What Does Tencent's Stake Reduction Signal About Kuaishou?
While TwelveLabs was closing its Series B, Kuaishou's parent company faced investor scrutiny. Tencent Holdings offloaded over a third of its stake in Kuaishou, the Chinese short-video platform operator, stripping the internet giant of its major shareholder status. Tencent sold 273 million shares in an off-market block trade, reducing its stake to about 9.4 percent from around 15.7 percent. Based on Kuaishou's intraday trading range, Tencent may have cashed out between $1.5 billion and $1.6 billion.
The timing is notable. The stake reduction comes only days after Kuaishou announced it will spin off Kling AI and raise as much as $3 billion for the artificial intelligence-based video-generation business at a roughly $18 billion valuation, bringing in external investors including Tencent, Alibaba Group Holding, and Baidu. In comments included in the filing, Tencent emphasized that it remains confident in Kuaishou's long-term prospects, adding that the pair will maintain mutually beneficial ties and ongoing strategic cooperation. Analysts suggest the decision to reduce the stake fits Tencent's broader strategy of concentrating resources on core business operations while gradually reducing exposure to non-core holdings, rather than signaling doubt about Kling AI itself.

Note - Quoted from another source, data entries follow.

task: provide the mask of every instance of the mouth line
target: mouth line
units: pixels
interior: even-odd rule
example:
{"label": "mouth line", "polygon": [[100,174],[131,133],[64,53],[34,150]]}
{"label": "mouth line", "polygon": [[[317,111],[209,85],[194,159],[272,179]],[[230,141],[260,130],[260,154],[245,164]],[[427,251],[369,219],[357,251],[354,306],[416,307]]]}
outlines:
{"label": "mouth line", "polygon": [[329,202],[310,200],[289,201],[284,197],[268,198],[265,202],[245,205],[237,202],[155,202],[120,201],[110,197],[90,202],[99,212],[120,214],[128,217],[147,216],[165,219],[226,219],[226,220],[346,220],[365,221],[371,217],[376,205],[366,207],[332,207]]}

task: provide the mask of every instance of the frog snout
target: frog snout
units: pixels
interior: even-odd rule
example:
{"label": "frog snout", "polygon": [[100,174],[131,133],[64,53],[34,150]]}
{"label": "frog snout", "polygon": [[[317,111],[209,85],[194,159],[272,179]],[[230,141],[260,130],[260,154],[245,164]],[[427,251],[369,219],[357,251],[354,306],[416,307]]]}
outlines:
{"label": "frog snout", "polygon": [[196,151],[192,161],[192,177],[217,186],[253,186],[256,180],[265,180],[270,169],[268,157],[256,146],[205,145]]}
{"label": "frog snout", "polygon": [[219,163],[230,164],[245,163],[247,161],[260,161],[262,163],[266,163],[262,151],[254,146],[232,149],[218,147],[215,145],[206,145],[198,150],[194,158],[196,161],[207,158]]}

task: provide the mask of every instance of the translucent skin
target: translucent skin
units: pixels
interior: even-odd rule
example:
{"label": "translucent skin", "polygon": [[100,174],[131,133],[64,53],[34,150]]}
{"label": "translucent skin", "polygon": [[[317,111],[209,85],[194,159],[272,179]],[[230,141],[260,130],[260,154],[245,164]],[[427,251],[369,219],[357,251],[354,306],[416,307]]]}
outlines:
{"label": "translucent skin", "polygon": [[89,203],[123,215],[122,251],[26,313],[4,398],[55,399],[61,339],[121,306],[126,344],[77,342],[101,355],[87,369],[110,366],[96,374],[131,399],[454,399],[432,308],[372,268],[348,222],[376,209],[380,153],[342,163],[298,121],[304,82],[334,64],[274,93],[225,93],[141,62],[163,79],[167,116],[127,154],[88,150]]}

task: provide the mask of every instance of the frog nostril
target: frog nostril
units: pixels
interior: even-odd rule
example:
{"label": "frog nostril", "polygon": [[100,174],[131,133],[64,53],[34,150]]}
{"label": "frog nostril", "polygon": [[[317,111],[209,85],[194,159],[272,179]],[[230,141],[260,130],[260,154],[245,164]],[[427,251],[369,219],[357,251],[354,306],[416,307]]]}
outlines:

The divergence in funding and investor positioning between generation and understanding companies reflects a maturing market. Generation captured headlines and billions in 2025 and early 2026, but understanding is where the infrastructure capital is now flowing. As video becomes cheaper to create and more abundant, the ability to make sense of it becomes the scarcer, more valuable capability. TwelveLabs' $100 million round and Amazon's chip commitment signal that investors are pricing that durability into their bets.